The fundamental benefit of a graph data structure is that it allows you to use all graph-related computer science algorithms. You can use all of the power of graph algorithms to solve your problem once you’ve worked out how to represent your domain logic as a graph.

Disadvantage of Graph

The main disadvantage is its large memory complexity.

6. Set

A Set is a special data structure in which we can not use the duplicate values. It is a very useful data structure mainly when we want to store unique elements, for example, unique IDs.

Set Data Structure

Advantages of Map

• If all you care about is lookup look you know your keys (what you’re using to look up your data) fall into a fairly small integer range, an array (or, better yet, a vector) is great. With minimal fuss, you can look something up using a key in real-time.
• map stores items in key order. So you can iterate over all the items in a map, from beginning to end, in sorted key order. You obviously can do this with an array/vector, how, ever as was said earlier, a map lets you have any arbitrary key type with any arbitrary ordering defined.
• To insert into the middle of an array/vector, all of the objects must be shifted to the left.
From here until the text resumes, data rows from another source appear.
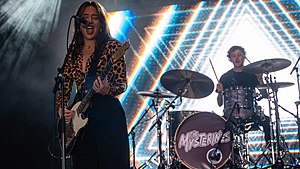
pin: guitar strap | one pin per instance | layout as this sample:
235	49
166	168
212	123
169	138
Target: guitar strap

If you have a dynamic array and a vector, you must enlarge the vector, which will cause the entire array to be copied to fresh memory.

Disadvantages of Map

• While hash-tables have constant time insertion, they will need to evolve their internal structure and re-bucket their entries periodically. This is an operation with a cost proportionate to the hash-current table’s size. As a result, insertion time does not always follow a consistent pattern.
• Hash-tables, in general, do not preserve ordering, whether natural or insertion order.